Each Amel center and every field activity becomes a space for resistance against marginalization and a platform for new consciousness centered on human dignity and participatory citizenship. By combining principles, positions, and practices, Amel has demonstrated the possibility of creating alternative public policy models based on partnership between the state and civil society, and dismantling clientelist and sectarian ties in favor of building a state of care and social justice.

This very path led to Amel’s nomination for the Nobel Peace Prize and other global awards, due to its pioneering work with refugees, migrants, and all those whose voices are silenced by injustice, not only in the Arab world, but globally. Its branches in the US, Italy, France, and Belgium strive to build a more just world and reorient humanitarian work toward rights-based, not charity-based, action.

But the pressing question now is: How can this model be generalized and developed to uplift entire communities striving to break free from poverty, violence, and deprivation? How can today’s tools, technology, research, serve this human project?

Today’s world often uses science and technology to dominate and widen gaps, rather than uphold dignity. Amel opens a new horizon, where knowledge is employed not to feed markets or bolster authority, but to protect societies and preserve their humanity.

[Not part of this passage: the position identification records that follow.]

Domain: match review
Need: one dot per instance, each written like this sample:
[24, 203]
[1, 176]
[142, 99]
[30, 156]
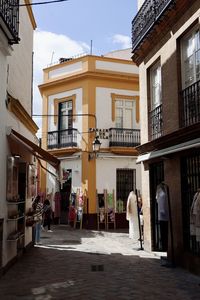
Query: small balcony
[121, 137]
[191, 105]
[9, 19]
[149, 14]
[156, 122]
[62, 139]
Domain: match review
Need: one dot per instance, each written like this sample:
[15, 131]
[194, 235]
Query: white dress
[132, 216]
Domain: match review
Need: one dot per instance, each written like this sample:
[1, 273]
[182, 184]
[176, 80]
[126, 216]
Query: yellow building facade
[85, 98]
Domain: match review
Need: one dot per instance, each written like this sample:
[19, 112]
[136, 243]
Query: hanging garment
[195, 217]
[132, 216]
[57, 200]
[162, 200]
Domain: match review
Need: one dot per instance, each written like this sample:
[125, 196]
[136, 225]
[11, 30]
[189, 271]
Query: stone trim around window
[64, 99]
[115, 97]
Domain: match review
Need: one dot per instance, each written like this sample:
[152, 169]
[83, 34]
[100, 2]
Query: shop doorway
[126, 182]
[65, 193]
[156, 174]
[22, 180]
[1, 243]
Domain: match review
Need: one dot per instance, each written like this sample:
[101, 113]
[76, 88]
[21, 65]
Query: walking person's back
[47, 216]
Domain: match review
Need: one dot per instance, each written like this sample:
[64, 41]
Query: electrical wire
[40, 3]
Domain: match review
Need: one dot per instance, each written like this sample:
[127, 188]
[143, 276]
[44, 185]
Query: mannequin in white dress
[132, 216]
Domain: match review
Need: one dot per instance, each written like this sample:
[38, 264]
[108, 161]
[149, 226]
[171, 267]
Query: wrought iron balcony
[62, 139]
[191, 104]
[149, 14]
[156, 122]
[124, 137]
[9, 19]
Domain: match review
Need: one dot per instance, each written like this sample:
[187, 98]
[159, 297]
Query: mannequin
[163, 214]
[195, 216]
[132, 216]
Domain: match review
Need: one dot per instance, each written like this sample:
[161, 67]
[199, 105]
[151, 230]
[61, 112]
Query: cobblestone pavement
[81, 264]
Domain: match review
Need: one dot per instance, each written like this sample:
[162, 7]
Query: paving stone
[99, 266]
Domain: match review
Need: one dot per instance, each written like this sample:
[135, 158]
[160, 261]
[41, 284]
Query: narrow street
[81, 264]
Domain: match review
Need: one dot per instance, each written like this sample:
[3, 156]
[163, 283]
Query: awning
[166, 151]
[33, 148]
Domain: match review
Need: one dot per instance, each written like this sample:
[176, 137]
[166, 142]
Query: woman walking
[47, 216]
[38, 208]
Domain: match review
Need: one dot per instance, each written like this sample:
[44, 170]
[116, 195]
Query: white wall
[121, 54]
[20, 63]
[15, 77]
[106, 171]
[116, 67]
[140, 2]
[66, 70]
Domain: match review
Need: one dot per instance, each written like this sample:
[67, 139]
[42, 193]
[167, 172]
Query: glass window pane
[156, 86]
[119, 103]
[129, 103]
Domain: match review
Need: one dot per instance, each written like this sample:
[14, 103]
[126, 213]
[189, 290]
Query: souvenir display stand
[110, 210]
[101, 209]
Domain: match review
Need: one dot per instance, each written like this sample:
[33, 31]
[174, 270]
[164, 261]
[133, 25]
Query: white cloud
[124, 40]
[48, 48]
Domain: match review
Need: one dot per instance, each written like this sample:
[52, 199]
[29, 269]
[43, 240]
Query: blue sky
[66, 29]
[86, 20]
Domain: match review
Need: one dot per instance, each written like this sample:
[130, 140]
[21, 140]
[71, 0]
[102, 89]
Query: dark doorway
[22, 180]
[156, 174]
[65, 192]
[126, 182]
[1, 243]
[190, 184]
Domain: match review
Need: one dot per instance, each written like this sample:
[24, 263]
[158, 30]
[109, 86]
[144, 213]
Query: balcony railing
[191, 104]
[124, 137]
[62, 139]
[156, 122]
[9, 19]
[150, 12]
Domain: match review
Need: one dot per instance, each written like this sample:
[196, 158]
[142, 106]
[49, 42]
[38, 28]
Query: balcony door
[155, 115]
[190, 72]
[124, 110]
[65, 123]
[190, 48]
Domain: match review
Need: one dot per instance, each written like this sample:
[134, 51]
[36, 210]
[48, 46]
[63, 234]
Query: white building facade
[17, 129]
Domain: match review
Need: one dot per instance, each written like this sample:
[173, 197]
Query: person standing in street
[38, 209]
[47, 215]
[132, 216]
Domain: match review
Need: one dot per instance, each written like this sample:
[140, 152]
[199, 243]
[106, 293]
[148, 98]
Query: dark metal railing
[150, 12]
[156, 122]
[124, 137]
[191, 104]
[9, 19]
[62, 138]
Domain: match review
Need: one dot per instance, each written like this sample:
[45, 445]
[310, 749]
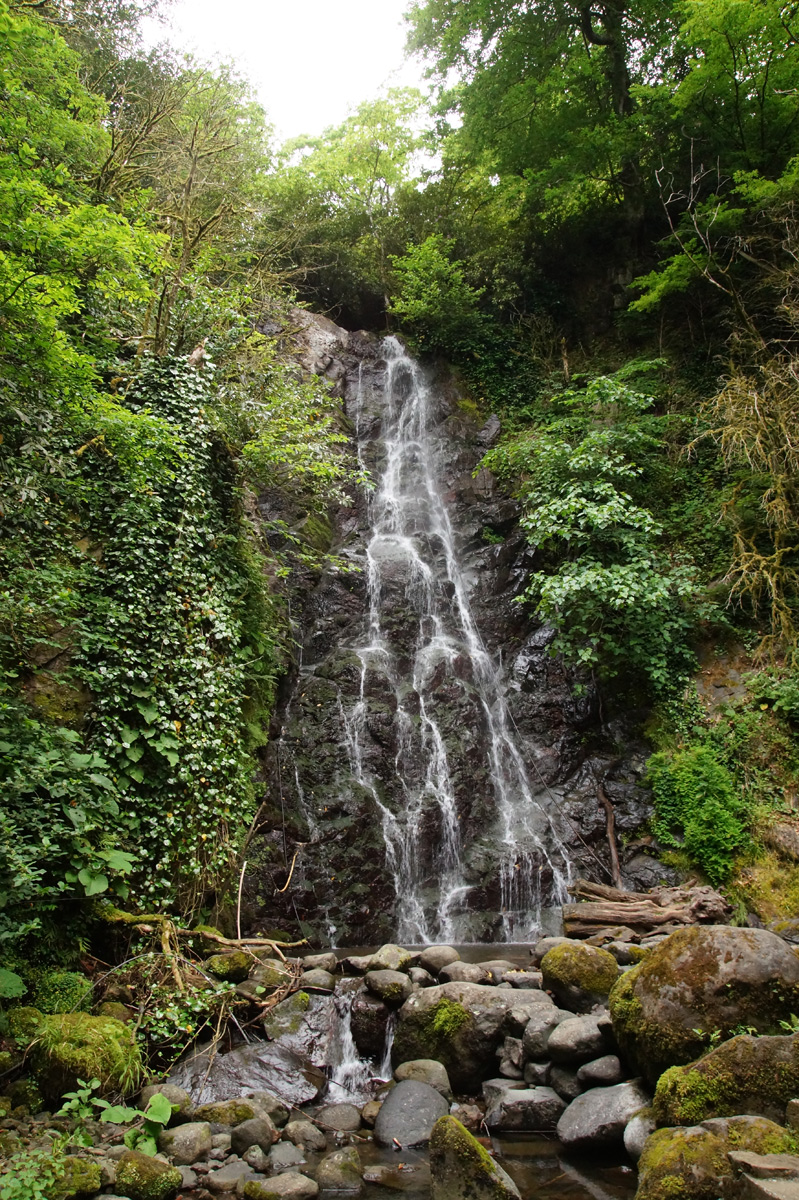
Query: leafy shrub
[698, 808]
[433, 299]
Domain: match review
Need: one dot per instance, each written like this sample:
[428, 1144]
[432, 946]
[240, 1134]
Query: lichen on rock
[698, 981]
[461, 1169]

The future of social protection begins here: with social movements able to renew their tools, seize transformative moments, and propose practical models that balance efficiency with justice, science with conscience, and individual with collective interests. While national visions fade and institutions erode, Amel reminds us that building a just society is not the state’s responsibility alone, but a shared duty among all forces that believe the human is the end, not the means.

Conclusion

The President of Amel Association, Dr. Kamel Mohanna, also serves as the General Coordinator of the Arab NGO Network for Development. Amel is a member of most international platforms working to enhance human dignity regardless of identity, and is one of the first organizations from the Global South to expand to the North and beyond, affirming that every human being is the center and foundation, and that commitment to just causes, foremost the Palestinian cause, the most just in modern history—must remain central in a world where human values are retreating under the weight of brutal materialism and the commodification of humanity.